У меня есть гипотеза: главная проблема ИТЭР сегодня в мотивации, в том, что позарез он никому не нужен и неординарных усилий, которых обычно требует прорывной технологический проект, ради него никто совершать не собирается — отсюда организационные проволочки и управленческие неудачи. Никто не готов «умереть за родной завод». На это, наверное, были бы способны японцы. Но только в случае, если бы ИТЭР создавался на их территории.
Предельная мотивация, способность сделать последнюю ставку и достигать поставленной цели во чтобы то ни стало есть у предпринимателя, и в предыдущие технико-экономические волны, связанные с паровой машиной, двигателем внутреннего сгорания, интегральной микросхемой, его роль действительно была определяющей. Но, возразят нам, управляемый термоядерный синтез слишком сложная и масштабная технология, частнику она не по зубам. Соглашусь, что частнику самому по себе скорее всего нет, а вот частному предпринимателю, на которого сделает ставку государство и общество, — возможно. Впрочем, пока предприниматели начали делать ставки в термоядерной игре на свои, ожидая, по-видимому, что государство и общество подтянутся на следующем этапе.
Весть, пришедшая в минувшие выходные из-за океана, что компания СFS, спин-офф MIT, получает-таки первые 50 млн долларов от итальянской Eni на доработку своего супермагнита для портативного токамака (он будет в 65 раз меньше ИТЭР и значительно дешевле) сильно порадовала меня. Через пятнадцать лет предприниматели — выходцы из MIT обещают показать коммерциализируемый результат. Вообще, частные инвесторы и предприниматели, кажется, начинают понемногу входить во вкус термоядерной тематики. Помимо упомянутого спин-оффа MITстоит вспомнить еще канадскую General Fusion, создавшую самый мощный в мире плазменный инжектор, в число ее инвесторов входит, в частности, Джефф Безос, CEOAmazon и владелец космического стартапа Blue Origin. Специалисты с интересом следят за развитием бизнеса американской Tri Alpha Energy, привлекшей полмиллиарда долларов венчурных инвестиций и продвигающей собственную схему управляемого термояда, несколько отличающуюся от итэровской по составу топлива и конфигурации магнитного поля. Любопытно, что Tri Alpha Energy в сотрудничестве с Google, который является одним из ее инвесторов, удалось разработать новый экспериментальный алгоритм, позволяющий более эффективно стабилизировать и контролировать плазму. А, например, британская Tokamak Energy, базирующаяся в Оксфорде, делает ставку на компактный сферический токамак и планирует достигнуть результата к 2030 году.
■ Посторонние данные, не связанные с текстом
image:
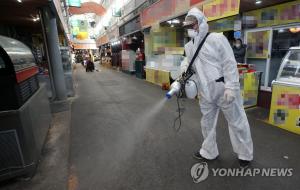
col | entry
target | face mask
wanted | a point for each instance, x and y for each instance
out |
(238, 45)
(192, 33)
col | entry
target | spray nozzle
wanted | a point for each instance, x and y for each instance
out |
(175, 88)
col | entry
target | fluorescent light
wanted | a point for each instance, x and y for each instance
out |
(176, 21)
(258, 2)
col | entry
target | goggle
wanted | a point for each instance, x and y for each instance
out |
(189, 24)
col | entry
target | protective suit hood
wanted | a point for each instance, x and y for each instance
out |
(202, 23)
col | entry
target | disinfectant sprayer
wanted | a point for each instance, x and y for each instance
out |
(184, 85)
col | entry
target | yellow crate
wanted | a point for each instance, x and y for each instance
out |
(158, 77)
(285, 110)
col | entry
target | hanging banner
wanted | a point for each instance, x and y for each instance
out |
(194, 2)
(157, 12)
(222, 25)
(221, 8)
(102, 40)
(276, 15)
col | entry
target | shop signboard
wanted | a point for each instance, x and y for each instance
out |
(221, 8)
(74, 3)
(257, 43)
(157, 12)
(116, 12)
(130, 26)
(113, 34)
(182, 6)
(276, 15)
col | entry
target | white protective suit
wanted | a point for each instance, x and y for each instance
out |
(215, 60)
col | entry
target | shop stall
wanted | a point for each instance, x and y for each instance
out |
(250, 84)
(24, 110)
(269, 33)
(132, 47)
(285, 105)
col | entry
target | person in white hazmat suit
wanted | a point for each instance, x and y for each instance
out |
(217, 79)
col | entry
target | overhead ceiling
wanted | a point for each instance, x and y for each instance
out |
(248, 5)
(20, 14)
(88, 7)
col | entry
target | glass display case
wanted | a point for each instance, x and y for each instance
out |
(289, 71)
(285, 105)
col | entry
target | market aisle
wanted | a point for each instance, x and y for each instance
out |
(113, 146)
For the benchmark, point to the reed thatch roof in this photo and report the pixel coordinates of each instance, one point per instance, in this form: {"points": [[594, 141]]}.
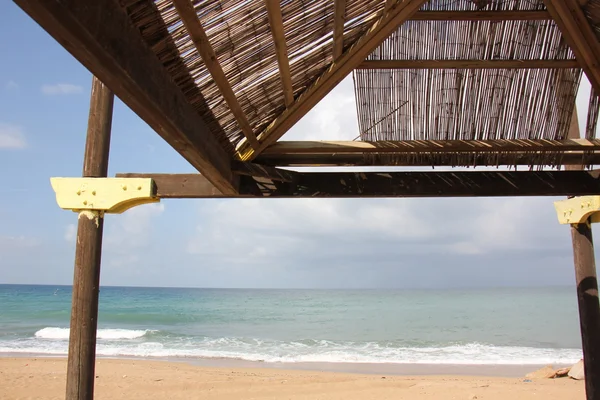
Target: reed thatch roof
{"points": [[405, 103], [240, 35]]}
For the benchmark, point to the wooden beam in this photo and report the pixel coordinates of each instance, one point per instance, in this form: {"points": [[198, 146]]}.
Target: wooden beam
{"points": [[400, 184], [587, 289], [439, 184], [181, 186], [339, 17], [100, 35], [576, 158], [189, 17], [468, 64], [88, 251], [589, 307], [579, 35], [481, 16], [429, 146], [398, 13], [263, 171], [276, 24]]}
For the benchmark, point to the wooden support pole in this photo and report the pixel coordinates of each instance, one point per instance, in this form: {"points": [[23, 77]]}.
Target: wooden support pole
{"points": [[86, 280], [589, 308], [587, 289]]}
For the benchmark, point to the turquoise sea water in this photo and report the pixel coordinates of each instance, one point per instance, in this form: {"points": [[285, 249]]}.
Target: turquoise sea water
{"points": [[493, 326]]}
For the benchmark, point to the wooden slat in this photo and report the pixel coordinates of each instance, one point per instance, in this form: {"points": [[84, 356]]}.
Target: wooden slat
{"points": [[118, 56], [481, 16], [575, 158], [339, 17], [276, 24], [397, 14], [190, 19], [429, 146], [467, 64], [396, 184], [579, 35]]}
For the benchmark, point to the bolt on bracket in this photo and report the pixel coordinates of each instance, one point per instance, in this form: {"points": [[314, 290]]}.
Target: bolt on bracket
{"points": [[107, 195], [577, 210]]}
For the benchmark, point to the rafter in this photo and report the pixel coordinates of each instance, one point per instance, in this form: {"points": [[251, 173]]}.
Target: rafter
{"points": [[337, 71], [190, 19], [524, 158], [430, 146], [468, 64], [389, 184], [276, 24], [579, 35], [339, 17], [116, 53], [481, 16]]}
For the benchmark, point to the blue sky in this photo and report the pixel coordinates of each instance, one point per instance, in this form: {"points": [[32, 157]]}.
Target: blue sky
{"points": [[44, 99]]}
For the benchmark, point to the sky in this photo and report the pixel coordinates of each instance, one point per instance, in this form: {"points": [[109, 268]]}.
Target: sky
{"points": [[250, 243]]}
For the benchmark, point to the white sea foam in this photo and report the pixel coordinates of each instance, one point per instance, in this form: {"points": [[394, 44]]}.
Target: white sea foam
{"points": [[117, 342], [110, 334]]}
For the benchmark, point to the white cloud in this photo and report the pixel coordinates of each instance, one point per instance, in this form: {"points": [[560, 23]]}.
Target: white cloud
{"points": [[71, 233], [129, 233], [334, 118], [14, 243], [61, 88], [12, 137], [247, 230]]}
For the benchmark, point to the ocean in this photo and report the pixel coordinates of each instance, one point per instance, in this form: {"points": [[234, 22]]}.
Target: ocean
{"points": [[516, 326]]}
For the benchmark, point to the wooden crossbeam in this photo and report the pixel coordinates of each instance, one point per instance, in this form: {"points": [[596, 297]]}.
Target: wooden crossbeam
{"points": [[398, 13], [339, 17], [481, 16], [579, 35], [188, 15], [391, 184], [181, 186], [430, 146], [467, 64], [276, 24], [574, 158], [438, 184], [116, 53], [263, 171]]}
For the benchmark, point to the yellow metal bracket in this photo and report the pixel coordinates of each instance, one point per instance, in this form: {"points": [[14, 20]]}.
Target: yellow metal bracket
{"points": [[578, 209], [106, 195]]}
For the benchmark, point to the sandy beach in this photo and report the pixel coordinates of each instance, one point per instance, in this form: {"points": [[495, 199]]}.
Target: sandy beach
{"points": [[44, 378]]}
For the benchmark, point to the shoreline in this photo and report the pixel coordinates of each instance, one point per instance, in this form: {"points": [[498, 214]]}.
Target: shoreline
{"points": [[131, 379], [392, 369]]}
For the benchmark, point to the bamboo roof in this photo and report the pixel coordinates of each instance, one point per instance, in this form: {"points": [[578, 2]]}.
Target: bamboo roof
{"points": [[266, 69], [437, 82]]}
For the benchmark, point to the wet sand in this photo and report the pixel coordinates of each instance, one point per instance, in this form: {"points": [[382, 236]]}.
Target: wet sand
{"points": [[44, 378]]}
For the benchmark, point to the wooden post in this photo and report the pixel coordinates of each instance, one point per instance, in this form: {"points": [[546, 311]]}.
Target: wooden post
{"points": [[589, 307], [587, 291], [86, 280]]}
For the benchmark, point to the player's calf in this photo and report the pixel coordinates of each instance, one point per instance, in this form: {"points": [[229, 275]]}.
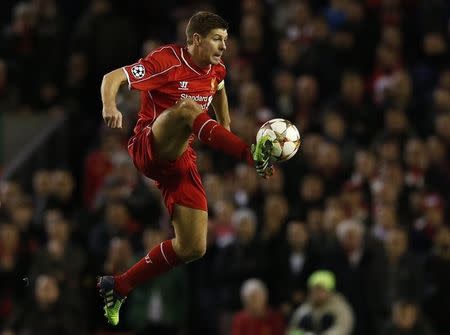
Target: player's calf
{"points": [[186, 111]]}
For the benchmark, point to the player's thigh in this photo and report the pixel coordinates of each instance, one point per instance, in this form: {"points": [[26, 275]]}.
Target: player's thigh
{"points": [[171, 130], [191, 228]]}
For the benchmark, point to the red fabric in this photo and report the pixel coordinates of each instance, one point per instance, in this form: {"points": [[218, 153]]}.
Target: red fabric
{"points": [[217, 137], [167, 75], [245, 324], [159, 260], [179, 180]]}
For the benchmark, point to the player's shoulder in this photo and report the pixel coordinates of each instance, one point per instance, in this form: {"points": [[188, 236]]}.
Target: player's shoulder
{"points": [[167, 55]]}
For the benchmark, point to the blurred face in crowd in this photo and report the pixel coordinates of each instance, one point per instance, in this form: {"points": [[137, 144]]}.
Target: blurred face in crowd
{"points": [[333, 214], [334, 126], [9, 238], [401, 88], [58, 230], [284, 83], [119, 253], [288, 52], [301, 13], [297, 235], [246, 179], [256, 302], [416, 156], [387, 57], [365, 164], [311, 188], [442, 242], [389, 151], [392, 37], [396, 121], [328, 157], [405, 315], [245, 229], [434, 44], [63, 183], [385, 216], [396, 243], [352, 87], [274, 184], [42, 180], [46, 290], [351, 236], [307, 90], [22, 215], [319, 295], [251, 97], [116, 215]]}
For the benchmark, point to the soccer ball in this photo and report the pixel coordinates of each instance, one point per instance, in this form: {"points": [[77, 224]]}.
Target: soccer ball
{"points": [[286, 136]]}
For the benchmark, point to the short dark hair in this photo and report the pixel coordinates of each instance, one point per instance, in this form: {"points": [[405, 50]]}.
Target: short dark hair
{"points": [[202, 23]]}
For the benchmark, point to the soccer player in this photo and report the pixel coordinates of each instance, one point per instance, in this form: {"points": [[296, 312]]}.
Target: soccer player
{"points": [[177, 84]]}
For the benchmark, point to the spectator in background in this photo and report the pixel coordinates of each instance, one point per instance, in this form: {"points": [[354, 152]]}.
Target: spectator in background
{"points": [[360, 269], [297, 261], [426, 227], [405, 274], [256, 318], [161, 306], [407, 320], [325, 312], [249, 260]]}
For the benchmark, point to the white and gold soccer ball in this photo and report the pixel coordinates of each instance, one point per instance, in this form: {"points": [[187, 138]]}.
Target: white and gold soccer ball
{"points": [[286, 138]]}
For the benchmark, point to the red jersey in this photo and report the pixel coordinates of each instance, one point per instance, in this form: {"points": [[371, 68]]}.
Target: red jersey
{"points": [[167, 75]]}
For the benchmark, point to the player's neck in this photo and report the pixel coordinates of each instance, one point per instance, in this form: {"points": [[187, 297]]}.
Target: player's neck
{"points": [[195, 57]]}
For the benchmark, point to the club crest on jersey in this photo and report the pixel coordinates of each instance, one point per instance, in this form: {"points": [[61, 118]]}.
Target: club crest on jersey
{"points": [[183, 85], [138, 71]]}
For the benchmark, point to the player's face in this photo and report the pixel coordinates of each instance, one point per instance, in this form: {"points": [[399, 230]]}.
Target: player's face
{"points": [[213, 46]]}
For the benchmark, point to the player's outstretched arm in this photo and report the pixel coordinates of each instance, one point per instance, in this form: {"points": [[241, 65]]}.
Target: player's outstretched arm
{"points": [[220, 105], [110, 85]]}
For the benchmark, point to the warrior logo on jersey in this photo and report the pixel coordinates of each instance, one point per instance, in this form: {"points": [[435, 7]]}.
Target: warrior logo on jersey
{"points": [[183, 85], [138, 71]]}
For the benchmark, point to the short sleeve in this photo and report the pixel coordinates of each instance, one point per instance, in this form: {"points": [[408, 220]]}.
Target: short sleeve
{"points": [[150, 72]]}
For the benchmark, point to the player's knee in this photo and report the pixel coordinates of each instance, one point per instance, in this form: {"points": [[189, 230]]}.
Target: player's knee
{"points": [[192, 252], [187, 110]]}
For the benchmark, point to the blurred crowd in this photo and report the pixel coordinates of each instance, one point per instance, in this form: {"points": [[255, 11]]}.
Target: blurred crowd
{"points": [[351, 236]]}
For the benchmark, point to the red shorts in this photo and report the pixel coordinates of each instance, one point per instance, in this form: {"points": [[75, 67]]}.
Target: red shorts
{"points": [[179, 180]]}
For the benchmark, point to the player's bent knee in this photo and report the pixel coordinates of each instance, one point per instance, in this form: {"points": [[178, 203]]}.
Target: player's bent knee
{"points": [[187, 110], [191, 253]]}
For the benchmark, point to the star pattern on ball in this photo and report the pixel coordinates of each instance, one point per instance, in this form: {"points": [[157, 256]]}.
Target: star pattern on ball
{"points": [[138, 71]]}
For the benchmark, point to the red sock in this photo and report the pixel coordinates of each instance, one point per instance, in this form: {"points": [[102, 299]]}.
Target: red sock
{"points": [[160, 259], [217, 137]]}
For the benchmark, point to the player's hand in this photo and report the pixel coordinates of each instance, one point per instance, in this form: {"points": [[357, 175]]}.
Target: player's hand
{"points": [[112, 116]]}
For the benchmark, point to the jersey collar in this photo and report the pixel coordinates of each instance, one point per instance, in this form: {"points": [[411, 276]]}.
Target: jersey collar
{"points": [[187, 59]]}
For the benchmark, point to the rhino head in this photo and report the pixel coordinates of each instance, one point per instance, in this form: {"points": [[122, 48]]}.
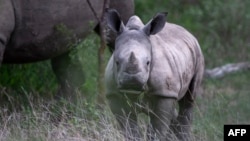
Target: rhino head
{"points": [[132, 54]]}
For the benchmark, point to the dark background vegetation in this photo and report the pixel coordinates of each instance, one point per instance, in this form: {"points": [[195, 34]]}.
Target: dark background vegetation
{"points": [[222, 29]]}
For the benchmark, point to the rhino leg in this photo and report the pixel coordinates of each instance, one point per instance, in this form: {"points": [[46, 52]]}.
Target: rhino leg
{"points": [[69, 75], [125, 115], [162, 113], [182, 126], [7, 24]]}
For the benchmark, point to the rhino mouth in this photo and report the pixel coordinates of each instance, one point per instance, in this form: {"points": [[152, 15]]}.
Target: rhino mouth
{"points": [[130, 91]]}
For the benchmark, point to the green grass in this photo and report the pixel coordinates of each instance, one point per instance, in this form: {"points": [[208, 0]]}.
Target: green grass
{"points": [[221, 27]]}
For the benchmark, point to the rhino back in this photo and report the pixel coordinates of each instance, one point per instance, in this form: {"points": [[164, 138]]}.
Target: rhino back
{"points": [[174, 58], [35, 37]]}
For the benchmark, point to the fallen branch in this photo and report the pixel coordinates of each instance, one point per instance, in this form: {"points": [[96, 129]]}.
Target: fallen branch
{"points": [[221, 71]]}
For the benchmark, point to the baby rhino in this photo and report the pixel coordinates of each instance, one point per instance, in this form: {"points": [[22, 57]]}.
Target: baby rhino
{"points": [[153, 66]]}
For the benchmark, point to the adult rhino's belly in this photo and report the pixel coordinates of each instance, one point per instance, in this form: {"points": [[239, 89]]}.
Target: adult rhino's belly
{"points": [[30, 45]]}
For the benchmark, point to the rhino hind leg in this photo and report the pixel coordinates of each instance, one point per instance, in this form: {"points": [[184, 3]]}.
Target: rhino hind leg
{"points": [[69, 75], [126, 115], [161, 116]]}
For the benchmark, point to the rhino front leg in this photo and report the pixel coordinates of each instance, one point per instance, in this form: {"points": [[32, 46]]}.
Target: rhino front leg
{"points": [[162, 112], [69, 75], [125, 115]]}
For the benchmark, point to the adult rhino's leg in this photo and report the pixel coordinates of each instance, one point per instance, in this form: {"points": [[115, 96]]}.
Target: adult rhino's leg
{"points": [[126, 115], [162, 112], [69, 74], [7, 23]]}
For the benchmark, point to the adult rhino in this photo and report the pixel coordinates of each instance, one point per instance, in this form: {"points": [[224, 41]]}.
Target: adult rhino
{"points": [[152, 67], [33, 30]]}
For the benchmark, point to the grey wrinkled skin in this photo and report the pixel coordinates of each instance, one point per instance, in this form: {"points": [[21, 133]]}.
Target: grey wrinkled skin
{"points": [[160, 60], [33, 30]]}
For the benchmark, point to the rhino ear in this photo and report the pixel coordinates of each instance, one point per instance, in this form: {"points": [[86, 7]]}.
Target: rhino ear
{"points": [[114, 21], [156, 24]]}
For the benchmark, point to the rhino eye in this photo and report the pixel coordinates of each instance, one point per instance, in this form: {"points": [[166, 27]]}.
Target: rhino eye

Утверждать, что термоядерные стартапы, растущие сейчас как грибы после дождя, самостоятельно добьются успеха, я, как уже отмечал выше, не берусь. Но вспоминается в связи с этим недавняя история из другой отрасли, традиционно приписываемой к государственной зоне ответственности. В конце девяностых годов я имел очень интересную беседу с нашим выдающимся космическим конструктором Василием Мишиным, который говорил мне, что прямо сейчас надо сделать ставку на создание возвращаемой первой ступени, и тогда в начале следующего, двадцать первого, века мы сможем взорвать мировой рынок космических запусков. «Но, — с грустью подытоживал Мишин, — государственный космос сегодня потерял целеполагание, потерял мотивацию». Космос тоже казался совсем не тем местом, где добиваются успеха предпринимательские компании, во время нашей беседы с Мишиным Илон Маск еще только задумывал свой первый стартап.